Quasi imperturbabile di fronte al grande successo della sua opera prima, la scrittrice si illumina quando parla di Jasmine, a cui ha dedicato il suo libro.

Chi è Jasmine?

«È una parte fondamentale di me – spiega sorridendo - è la mia bambina di appena un anno… è stata di grande ispirazione per questo romanzo, mi ha caricato dell'emotività necessaria per scriverlo, perché oltre a essere un giallo è un libro che tratta del rapporto tra genitori e figli».

I bambini in qualche modo sono il filo rosso della narrazione?

«Proprio così, il tema della genitorialità è centrale. Leggendo il libro lo si capisce, si può essere benissimo madre o padre anche senza avere dei figli. Teresa, la protagonista, non ha figli eppure ha un grande senso materno che esprime nel rapporto con i colleghi più giovani, ma anche nella grande empatia verso tutti gli esseri umani. Lei sente il dolore degli altri. Sentirà persino quello del “mostro”, ecco perché a un certo punto nel libro dirà, riferendosi ai delitti, che i mostri non esistono, perché lei riesce a vedere oltre, capisce che anche chi compie determinati gesti è stato un bambino nella cui infanzia qualcosa si è rotto. Insomma, riprendendo la citazione del poeta giapponese Kobayashi Issa, che apre il romanzo e da cui ho tratto il titolo, Teresa sotto i fiori riesce a vedere l’inferno».

È appassionata di criminologia?

«Certo. Prima di scrivere questo romanzo sono stata colpita da un articolo sui terrificanti esperimenti di deprivazione affettiva e sui loro effetti sui bambini. È ormai assodato che i serial killer si formano in una particolare età dell'uomo che si colloca tra la nascita e i sette anni: se in questo periodo, in cui si forma l’emotività, avviene un trauma (un abbandono, un abuso), questa emotività si spezza per sempre e il bambino crescerà privo di empatia con i problemi psichiatrici che lo porteranno ad atti violenti. Il romanzo parla anche di questo e della capacità di Teresa di capire fino in fondo anche chi dentro di sé ha l’inferno».
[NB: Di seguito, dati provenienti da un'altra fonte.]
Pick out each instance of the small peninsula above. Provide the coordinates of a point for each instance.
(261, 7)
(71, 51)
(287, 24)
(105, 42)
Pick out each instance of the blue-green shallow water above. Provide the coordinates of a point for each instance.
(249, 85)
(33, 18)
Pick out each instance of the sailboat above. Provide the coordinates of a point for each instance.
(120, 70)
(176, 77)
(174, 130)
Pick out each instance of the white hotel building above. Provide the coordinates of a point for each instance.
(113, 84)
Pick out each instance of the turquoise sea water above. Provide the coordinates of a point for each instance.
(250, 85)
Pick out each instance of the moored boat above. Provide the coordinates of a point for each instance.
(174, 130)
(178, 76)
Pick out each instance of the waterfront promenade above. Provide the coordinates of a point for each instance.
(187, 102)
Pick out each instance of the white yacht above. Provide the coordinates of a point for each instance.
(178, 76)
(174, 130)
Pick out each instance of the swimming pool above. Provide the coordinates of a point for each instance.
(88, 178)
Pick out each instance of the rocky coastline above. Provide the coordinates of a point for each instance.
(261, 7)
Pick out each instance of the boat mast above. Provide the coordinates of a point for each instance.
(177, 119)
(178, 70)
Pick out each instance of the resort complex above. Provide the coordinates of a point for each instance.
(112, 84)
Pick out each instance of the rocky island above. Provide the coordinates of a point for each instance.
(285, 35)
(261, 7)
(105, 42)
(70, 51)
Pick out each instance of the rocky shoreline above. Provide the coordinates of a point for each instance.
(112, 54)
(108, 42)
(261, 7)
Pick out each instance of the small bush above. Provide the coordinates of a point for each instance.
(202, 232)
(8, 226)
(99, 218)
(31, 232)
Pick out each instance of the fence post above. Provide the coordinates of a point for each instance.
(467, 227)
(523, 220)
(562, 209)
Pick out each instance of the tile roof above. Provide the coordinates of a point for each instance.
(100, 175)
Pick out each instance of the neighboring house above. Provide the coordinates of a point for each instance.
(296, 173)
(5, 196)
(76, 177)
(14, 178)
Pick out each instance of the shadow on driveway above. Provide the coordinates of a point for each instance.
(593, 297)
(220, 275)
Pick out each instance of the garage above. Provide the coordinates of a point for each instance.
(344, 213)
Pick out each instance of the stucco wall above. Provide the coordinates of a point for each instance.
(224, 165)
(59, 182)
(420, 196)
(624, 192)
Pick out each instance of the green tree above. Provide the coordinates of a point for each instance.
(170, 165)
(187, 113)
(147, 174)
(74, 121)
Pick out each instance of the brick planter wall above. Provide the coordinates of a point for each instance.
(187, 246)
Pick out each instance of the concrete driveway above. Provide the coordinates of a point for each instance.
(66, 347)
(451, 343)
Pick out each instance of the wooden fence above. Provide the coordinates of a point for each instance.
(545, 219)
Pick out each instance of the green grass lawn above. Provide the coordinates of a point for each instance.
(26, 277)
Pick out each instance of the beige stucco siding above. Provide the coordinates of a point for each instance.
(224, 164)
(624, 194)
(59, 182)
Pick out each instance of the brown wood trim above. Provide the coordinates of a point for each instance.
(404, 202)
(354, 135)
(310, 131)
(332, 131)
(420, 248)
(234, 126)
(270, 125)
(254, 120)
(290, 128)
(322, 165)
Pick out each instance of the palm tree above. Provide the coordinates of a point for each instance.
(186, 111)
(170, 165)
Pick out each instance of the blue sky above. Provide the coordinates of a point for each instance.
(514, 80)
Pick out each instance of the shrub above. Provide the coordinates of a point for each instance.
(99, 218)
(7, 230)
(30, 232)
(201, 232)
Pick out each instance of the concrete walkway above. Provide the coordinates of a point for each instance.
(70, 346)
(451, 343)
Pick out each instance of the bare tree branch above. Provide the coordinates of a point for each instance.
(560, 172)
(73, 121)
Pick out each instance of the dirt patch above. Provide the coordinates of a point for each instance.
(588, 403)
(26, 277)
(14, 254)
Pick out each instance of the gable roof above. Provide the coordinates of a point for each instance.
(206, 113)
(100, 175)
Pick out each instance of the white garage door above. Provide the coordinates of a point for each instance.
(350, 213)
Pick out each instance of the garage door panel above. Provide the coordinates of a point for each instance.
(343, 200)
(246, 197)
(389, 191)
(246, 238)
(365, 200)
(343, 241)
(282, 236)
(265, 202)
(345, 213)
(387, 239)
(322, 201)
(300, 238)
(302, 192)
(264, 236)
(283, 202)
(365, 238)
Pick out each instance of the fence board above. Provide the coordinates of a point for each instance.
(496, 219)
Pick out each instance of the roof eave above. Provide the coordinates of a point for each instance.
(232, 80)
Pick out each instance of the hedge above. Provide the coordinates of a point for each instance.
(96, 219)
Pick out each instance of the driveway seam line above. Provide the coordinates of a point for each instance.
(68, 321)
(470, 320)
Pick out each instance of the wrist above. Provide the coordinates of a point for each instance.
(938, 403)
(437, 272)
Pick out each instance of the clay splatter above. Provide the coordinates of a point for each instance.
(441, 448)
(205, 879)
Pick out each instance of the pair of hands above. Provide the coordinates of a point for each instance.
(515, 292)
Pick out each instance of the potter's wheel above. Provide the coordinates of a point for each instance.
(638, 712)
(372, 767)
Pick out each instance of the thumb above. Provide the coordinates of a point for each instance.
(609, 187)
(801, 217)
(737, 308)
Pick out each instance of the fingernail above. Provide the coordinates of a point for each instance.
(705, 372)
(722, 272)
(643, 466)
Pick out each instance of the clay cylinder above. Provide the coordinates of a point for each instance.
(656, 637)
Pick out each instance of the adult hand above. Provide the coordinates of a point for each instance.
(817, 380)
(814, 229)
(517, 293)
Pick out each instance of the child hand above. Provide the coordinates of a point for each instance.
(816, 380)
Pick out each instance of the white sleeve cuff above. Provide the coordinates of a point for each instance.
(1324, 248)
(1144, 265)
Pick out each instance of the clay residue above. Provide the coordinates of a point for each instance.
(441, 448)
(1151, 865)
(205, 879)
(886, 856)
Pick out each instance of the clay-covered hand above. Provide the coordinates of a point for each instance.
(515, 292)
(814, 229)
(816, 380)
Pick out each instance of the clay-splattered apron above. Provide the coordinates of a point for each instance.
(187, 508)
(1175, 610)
Come è nato questo personaggio?

«È stata una folgorazione, non l’ho studiato a tavolino, mi è apparsa curva su una scrivania con una miriade di foglietti incollati dappertutto dove appuntava la sua vita. Nei thriller siamo abituati a vedere delle donne sui 30 e 40 anni, risolte, energiche, vincenti. Teresa invece è una donna comunissima, non più giovane, con problemi di salute, contraddittoria, ma con una grandissima passione per il suo lavoro. Ho voluto indagare un'età della donna spesso dimenticata sia dalla letteratura che dal cinema: i 50-60 anni che sono una parte della vita molto interessante, in cui una donna ha maturato una grande esperienza e una sicurezza interna ed esterna consolidata, quindi ha molto da dare. Ho voluto descrivere una donna “fragile” e forte nel modo in cui affronta ogni giorno la vita. Insomma una donna come tante».

È un’antieroina?

«Teresa ha un passato doloroso alle spalle, un amore malato con un uomo che la picchiava. Da questo inferno è riuscita a uscire buttandosi con passione nel lavoro. Con questo personaggio volevo anche dare un messaggio in un periodo in cui purtroppo i fatti di cronaca parlano da soli sulle percentuali di donne oggetto di violenza. Volevo dire a tutte le donne che è possibile sganciarsi dalla violenza e continuare la propria vita in un modo o nell'altro, ogni donna può ricominciare in ogni momento la sua vita, come Teresa. La vera forza di una donna è così. Non è non spezzarsi mai, ma cadere e sapersi rialzare sempre».

Teresa Battaglia, perchè?

«Una delle donne che ammiro di più, amando molto la fotografia e in generale le arti visive (prima di scrivere dipingevo) è Letizia Battaglia, la più grande fotografa italiana. Quando ha iniziato a fare la fotoreporter nessuna donna lo faceva. Ha dovuto superare avversità e discriminazioni incredibili. Ha dovuto tirare fuori la grinta riuscendo però a mantenere la sua sensibilità. Ha sempre detto che la fotografia per lei è stata la sua salvezza perché ha trovato il centro di se stessa. In queste parole mi sono sempre rispecchiata. Così ho voluto chiamare il mio personaggio Battaglia in suo onore».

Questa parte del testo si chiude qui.